Query to mongodb stuck if the cluster primary lost network (using PyMongo)

I have a problem regarding mongo. Here is my setup:

  • 3 mongod with replica set on 3 different virtual machine
  • 1 mongo-configsvr on each of the 3 previous VM
  • 1 mongos on the client VM to route to the 3 mongod
  • A soft developed in Python (with PyMongo)

Now, my problem. I’m developing a software that request a lot mongo. The problem appeared when my primary mongod VM lost network. At this time, the request that was last sent was stuck.
By stuck I mean that the request wont work, but will not raise any “AutoReconnect” to let me do the request again so it can route to the new primary.
The request is totally stucked, it will raise an error after 15 minutes OR if the network goes up again on the previous primary.
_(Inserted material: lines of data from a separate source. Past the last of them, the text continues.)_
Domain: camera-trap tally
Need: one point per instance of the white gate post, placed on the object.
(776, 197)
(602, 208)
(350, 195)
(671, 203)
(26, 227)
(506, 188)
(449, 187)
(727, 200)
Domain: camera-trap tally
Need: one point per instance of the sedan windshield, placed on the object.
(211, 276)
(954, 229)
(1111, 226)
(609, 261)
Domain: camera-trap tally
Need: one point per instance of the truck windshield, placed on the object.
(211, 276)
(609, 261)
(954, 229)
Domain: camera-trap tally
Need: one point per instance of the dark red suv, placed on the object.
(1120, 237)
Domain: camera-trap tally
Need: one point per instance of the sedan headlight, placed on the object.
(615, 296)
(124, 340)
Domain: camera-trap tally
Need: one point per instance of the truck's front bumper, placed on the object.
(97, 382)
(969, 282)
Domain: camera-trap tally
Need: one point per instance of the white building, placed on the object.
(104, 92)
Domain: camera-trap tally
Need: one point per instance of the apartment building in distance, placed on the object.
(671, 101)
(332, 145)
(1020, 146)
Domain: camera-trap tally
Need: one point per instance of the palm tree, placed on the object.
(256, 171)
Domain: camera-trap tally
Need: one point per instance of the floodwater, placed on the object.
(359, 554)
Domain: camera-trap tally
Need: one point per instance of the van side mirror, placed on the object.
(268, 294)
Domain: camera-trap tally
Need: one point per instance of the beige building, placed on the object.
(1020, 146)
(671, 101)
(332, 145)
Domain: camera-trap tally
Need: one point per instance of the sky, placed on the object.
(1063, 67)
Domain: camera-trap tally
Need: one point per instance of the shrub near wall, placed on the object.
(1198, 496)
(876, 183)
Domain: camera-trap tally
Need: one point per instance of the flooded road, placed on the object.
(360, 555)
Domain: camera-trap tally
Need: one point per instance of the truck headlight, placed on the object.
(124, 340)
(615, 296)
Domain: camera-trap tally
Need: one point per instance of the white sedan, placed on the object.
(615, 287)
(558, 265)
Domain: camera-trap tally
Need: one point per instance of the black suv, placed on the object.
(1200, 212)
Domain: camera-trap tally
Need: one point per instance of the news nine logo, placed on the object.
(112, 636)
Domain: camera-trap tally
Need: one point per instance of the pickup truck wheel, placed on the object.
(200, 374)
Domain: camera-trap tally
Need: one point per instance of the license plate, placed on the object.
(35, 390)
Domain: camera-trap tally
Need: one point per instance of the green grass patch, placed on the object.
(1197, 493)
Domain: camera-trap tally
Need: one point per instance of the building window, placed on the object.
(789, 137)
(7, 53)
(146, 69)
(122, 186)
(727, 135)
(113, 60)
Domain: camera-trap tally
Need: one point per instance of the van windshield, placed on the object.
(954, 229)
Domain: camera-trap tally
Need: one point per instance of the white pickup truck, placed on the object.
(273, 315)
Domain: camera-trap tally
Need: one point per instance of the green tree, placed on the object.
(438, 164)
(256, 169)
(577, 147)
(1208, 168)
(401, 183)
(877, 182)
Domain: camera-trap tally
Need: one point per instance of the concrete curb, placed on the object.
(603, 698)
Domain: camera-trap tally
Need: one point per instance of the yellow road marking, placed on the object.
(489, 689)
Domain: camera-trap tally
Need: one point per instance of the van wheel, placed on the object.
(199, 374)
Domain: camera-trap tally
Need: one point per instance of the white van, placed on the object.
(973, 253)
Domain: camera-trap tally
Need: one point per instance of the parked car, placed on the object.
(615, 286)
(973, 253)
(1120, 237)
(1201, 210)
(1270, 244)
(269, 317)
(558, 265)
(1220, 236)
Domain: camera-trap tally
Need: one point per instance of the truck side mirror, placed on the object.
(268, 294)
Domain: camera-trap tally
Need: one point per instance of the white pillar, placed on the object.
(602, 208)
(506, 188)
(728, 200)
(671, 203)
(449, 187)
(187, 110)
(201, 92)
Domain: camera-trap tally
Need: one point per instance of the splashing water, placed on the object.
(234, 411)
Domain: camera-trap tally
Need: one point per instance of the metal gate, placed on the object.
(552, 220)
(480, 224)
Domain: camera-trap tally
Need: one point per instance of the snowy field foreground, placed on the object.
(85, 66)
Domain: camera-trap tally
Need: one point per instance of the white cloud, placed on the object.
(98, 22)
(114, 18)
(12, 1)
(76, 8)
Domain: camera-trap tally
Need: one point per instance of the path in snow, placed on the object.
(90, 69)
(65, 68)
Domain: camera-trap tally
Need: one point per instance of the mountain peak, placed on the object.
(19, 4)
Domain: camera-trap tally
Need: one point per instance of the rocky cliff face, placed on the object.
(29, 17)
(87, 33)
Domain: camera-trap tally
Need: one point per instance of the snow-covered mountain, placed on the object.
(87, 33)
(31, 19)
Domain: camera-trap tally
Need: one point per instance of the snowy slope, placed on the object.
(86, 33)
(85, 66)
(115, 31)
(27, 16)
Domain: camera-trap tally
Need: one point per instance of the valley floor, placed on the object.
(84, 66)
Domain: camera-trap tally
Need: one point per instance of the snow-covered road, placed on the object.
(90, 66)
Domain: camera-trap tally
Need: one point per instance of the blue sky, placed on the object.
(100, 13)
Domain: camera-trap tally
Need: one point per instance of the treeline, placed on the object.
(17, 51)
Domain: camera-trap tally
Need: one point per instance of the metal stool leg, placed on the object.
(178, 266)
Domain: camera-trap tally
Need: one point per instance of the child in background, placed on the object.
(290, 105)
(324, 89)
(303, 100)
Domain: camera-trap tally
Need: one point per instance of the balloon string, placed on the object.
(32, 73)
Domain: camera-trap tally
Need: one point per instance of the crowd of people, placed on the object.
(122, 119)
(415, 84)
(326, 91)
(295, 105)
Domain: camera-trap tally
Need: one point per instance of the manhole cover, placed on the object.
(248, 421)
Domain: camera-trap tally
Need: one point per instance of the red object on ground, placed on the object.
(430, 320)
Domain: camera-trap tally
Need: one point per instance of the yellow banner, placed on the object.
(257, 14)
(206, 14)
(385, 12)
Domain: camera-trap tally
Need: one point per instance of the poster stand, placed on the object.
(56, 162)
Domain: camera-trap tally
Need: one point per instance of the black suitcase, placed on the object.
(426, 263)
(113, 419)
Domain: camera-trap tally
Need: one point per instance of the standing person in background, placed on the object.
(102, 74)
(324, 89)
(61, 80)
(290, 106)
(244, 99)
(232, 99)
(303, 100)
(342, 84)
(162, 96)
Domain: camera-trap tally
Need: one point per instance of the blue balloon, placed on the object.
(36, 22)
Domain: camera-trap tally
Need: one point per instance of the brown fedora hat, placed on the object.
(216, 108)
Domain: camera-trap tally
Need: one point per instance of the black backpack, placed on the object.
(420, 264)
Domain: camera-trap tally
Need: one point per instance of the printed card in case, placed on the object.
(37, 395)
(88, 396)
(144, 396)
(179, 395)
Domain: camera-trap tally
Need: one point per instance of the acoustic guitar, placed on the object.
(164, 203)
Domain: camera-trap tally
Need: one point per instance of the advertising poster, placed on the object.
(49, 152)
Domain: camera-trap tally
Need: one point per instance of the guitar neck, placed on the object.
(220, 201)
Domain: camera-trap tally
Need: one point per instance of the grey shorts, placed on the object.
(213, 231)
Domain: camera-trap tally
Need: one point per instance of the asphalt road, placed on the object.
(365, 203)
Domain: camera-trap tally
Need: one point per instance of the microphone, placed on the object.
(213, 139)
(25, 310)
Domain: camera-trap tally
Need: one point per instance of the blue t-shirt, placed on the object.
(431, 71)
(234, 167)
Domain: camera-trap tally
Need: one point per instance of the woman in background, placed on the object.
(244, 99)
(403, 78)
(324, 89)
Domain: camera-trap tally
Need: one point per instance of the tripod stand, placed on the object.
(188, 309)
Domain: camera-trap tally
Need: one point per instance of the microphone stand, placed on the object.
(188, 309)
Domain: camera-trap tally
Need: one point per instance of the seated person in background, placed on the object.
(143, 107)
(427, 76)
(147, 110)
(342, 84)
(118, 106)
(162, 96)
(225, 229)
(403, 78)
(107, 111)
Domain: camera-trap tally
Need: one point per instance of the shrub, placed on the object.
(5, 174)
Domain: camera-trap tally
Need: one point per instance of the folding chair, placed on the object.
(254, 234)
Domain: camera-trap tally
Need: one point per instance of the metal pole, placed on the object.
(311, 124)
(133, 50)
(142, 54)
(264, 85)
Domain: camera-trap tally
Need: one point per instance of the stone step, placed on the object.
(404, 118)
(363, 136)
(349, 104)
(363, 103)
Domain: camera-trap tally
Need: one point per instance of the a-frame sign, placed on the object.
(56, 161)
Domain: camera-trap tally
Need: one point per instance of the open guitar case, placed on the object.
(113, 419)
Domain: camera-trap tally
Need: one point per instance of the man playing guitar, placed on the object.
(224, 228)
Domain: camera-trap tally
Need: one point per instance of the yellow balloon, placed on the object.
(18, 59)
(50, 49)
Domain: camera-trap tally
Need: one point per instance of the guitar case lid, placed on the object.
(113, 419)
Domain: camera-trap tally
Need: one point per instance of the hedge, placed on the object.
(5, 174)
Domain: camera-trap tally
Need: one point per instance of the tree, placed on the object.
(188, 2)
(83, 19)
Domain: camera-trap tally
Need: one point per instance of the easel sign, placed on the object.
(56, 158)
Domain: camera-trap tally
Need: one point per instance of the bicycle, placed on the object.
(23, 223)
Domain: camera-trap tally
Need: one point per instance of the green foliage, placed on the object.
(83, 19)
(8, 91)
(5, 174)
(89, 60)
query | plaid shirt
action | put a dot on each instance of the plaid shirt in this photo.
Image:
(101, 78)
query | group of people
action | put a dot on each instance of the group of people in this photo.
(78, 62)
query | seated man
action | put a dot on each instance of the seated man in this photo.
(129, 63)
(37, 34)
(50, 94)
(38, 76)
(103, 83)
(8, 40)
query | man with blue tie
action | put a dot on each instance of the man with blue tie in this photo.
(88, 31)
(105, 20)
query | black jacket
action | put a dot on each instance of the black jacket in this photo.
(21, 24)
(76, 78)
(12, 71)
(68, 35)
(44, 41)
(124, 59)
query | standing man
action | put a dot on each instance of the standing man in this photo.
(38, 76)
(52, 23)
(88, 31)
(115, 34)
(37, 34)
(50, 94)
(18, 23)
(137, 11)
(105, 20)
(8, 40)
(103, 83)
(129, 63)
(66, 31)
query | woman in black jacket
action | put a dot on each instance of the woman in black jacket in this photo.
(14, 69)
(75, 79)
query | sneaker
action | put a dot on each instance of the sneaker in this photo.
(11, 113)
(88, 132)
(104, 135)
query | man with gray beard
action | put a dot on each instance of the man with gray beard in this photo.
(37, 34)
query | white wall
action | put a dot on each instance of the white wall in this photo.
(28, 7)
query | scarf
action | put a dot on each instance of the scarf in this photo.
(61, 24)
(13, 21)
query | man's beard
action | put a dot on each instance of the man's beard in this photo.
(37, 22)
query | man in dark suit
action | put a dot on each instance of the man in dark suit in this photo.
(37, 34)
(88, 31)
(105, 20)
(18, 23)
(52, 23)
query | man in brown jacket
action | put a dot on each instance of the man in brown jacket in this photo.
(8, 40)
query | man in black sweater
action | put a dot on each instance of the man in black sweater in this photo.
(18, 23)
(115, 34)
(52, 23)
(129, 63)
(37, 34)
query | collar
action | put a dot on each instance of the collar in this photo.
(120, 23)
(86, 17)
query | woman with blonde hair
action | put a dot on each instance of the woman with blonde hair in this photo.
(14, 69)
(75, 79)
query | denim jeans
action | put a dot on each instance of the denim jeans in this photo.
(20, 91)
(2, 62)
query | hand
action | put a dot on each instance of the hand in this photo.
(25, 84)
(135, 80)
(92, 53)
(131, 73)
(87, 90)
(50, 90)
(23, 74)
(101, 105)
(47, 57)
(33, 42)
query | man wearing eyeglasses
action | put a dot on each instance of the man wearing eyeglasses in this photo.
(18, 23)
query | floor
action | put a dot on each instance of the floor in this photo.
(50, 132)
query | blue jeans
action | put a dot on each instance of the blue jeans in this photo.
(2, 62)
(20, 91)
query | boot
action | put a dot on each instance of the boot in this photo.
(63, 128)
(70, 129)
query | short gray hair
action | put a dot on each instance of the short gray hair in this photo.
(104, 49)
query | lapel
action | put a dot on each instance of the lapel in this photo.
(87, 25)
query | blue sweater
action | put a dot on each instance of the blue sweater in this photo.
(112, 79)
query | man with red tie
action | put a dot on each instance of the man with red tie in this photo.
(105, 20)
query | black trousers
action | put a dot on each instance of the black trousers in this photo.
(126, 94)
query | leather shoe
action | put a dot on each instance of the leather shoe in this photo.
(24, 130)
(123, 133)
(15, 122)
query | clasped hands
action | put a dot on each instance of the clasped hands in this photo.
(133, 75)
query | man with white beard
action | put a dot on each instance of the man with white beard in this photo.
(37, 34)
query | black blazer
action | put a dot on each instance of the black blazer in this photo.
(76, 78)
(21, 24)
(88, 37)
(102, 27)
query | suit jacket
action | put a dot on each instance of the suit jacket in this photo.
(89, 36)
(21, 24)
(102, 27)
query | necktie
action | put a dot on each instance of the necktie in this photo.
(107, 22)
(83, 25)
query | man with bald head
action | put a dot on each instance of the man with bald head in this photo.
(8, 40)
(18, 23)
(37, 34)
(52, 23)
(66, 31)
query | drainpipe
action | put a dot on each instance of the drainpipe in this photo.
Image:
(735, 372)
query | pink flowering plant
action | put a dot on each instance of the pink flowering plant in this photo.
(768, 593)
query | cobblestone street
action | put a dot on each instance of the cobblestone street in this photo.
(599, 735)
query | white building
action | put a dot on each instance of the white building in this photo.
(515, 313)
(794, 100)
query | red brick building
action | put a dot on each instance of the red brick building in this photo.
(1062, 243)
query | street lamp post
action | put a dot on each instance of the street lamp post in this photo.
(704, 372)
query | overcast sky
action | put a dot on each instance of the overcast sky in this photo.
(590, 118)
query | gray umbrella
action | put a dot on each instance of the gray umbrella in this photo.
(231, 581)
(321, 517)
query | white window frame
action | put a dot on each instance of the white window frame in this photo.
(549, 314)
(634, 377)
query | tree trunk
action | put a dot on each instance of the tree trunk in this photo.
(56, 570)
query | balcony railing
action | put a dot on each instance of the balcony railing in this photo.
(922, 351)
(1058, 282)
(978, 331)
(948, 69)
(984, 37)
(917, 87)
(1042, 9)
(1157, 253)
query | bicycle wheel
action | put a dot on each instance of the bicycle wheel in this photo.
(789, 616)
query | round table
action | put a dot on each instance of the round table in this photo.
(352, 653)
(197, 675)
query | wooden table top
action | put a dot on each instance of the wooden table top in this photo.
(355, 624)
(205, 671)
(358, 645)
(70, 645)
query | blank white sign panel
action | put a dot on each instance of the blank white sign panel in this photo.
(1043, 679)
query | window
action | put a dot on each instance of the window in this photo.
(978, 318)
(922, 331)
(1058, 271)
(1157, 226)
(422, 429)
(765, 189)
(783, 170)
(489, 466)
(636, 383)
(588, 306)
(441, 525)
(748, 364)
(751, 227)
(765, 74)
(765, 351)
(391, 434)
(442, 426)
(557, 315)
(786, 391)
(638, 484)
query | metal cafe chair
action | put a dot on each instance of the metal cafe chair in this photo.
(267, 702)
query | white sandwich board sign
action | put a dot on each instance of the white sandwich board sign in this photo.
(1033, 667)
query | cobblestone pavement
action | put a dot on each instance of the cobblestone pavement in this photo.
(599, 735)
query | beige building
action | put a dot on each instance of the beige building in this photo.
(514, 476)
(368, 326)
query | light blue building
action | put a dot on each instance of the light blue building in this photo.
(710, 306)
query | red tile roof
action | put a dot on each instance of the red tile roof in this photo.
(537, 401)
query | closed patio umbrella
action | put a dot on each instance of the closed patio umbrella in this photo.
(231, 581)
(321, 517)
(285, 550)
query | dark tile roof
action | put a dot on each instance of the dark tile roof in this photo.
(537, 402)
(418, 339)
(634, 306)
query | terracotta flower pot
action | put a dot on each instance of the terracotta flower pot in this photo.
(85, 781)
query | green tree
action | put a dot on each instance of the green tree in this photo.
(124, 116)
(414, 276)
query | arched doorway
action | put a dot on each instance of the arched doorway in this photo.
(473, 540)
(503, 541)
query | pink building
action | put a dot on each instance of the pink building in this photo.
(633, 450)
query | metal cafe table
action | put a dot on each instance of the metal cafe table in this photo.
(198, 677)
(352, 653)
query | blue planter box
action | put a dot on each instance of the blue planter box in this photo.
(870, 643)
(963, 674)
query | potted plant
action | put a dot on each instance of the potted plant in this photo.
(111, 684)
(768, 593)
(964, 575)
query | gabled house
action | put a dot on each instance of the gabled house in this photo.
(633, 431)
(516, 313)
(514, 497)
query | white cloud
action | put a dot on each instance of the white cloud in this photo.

I wrote a script to explain the problem:

#!/usr/bin/python
# -*- coding: utf-8 -*-

import sys
import threading
import time
from pymongo import MongoClient

def main():
    
    mongo_client = MongoClient()
    db = mongo_client.test
    collection = db['test']
    collection.drop()
    collection = db['test']
    print u'Connected; lets go !'
    while True:
        t0 = time.time()
        collection.insert({'time': time.time()})
        print u'Wait [%03.6f] | There is %s items in test collection' % ((time.time() - t0), collection.count())
        print u'---------------------------------------------------------------'
        time.sleep(1)

main()

As you can see in the code, I do one request per second. So I let the script run, and then I remove the ethernet cable on the primary. The script stuck at the insert, the print will not be printed until the ethernet cable is put back or after 15 minutes.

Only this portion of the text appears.